Don't eat dead or dying herring washing up off Digby, warns CFIA
It's not clear what's killing the thousands of fish that have washed ashore along the Bay of Fundy
Don't eat dead or dying herring washing up near Digby, N.S., warns the Canadian Food Inspection Agency and the Department of Fisheries and Oceans.
In late November, thousands of herring began washing up on some beaches on along the Bay of Fundy near Digby.
Local resident Charles Thibodeau said he knows a few people who have been collecting the dying fish and eating them.
"Some are just barely flippin' and people are gathering them up and eating the things," he told CBC's Information Morning.
"I know of two personally. I can imagine there's quite a few because herring is a good fish to eat and these ones on the beach are about seven or eight inches long and they look pretty good for the frying pan."
The CFIA is warning people not to eat those fish since it's not clear how they died.
"Dead or dying herring found on shore should not be collected, consumed or used by the public for any reason, as a variety of factors could affect the food safety of fish, such as toxins, diseases or environmental contaminants," the agency said in a statement.
Cause of herring deaths unknown
Despite a variety of tests performed on the fish, it's not clear what is causing the phenomenon.

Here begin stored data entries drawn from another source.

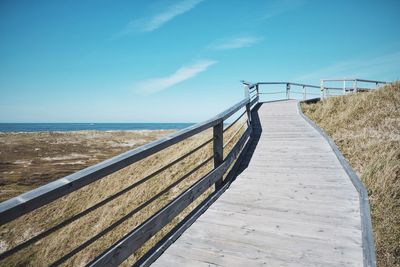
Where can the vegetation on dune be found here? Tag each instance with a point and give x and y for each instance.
(366, 127)
(130, 209)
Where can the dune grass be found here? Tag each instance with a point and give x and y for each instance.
(366, 127)
(137, 205)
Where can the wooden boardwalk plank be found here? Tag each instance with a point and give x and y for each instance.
(293, 205)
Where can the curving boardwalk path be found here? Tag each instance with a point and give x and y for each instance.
(293, 205)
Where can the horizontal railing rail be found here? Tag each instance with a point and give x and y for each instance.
(134, 239)
(323, 89)
(25, 203)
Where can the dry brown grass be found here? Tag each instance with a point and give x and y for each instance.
(59, 243)
(29, 160)
(366, 127)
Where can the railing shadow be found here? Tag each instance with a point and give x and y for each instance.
(240, 165)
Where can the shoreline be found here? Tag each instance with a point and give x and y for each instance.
(31, 159)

"Based on the testing that we've done to date, we haven't determined any indications of infections or infectious agents," said Doug Wentzell, regional director general for DFO on Wednesday.
Wentzell said there is also no evidence to indicate toxins are responsible.

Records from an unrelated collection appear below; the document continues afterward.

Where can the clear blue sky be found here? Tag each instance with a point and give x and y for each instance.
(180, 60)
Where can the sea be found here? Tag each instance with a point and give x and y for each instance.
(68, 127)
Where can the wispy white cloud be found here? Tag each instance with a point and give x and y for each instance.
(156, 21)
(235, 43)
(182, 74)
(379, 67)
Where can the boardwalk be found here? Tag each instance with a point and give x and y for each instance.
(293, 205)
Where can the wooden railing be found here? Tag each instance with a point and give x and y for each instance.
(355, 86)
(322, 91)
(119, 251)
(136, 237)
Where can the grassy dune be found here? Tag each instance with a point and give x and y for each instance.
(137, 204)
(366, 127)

On Boxing Day scores of dead herring, starfish, lobster, bar clams, crabs and scallops blanketed a beach below Savary Park in Plympton, N.S, adding to the mystery. Plympton is about 20 kilometres south of Digby.
Earlier this month, DFO also tweeted a warning to people not to eat the dead or dying fish washing ashore.
"Consumers should only purchase from licensed harvesters/sellers."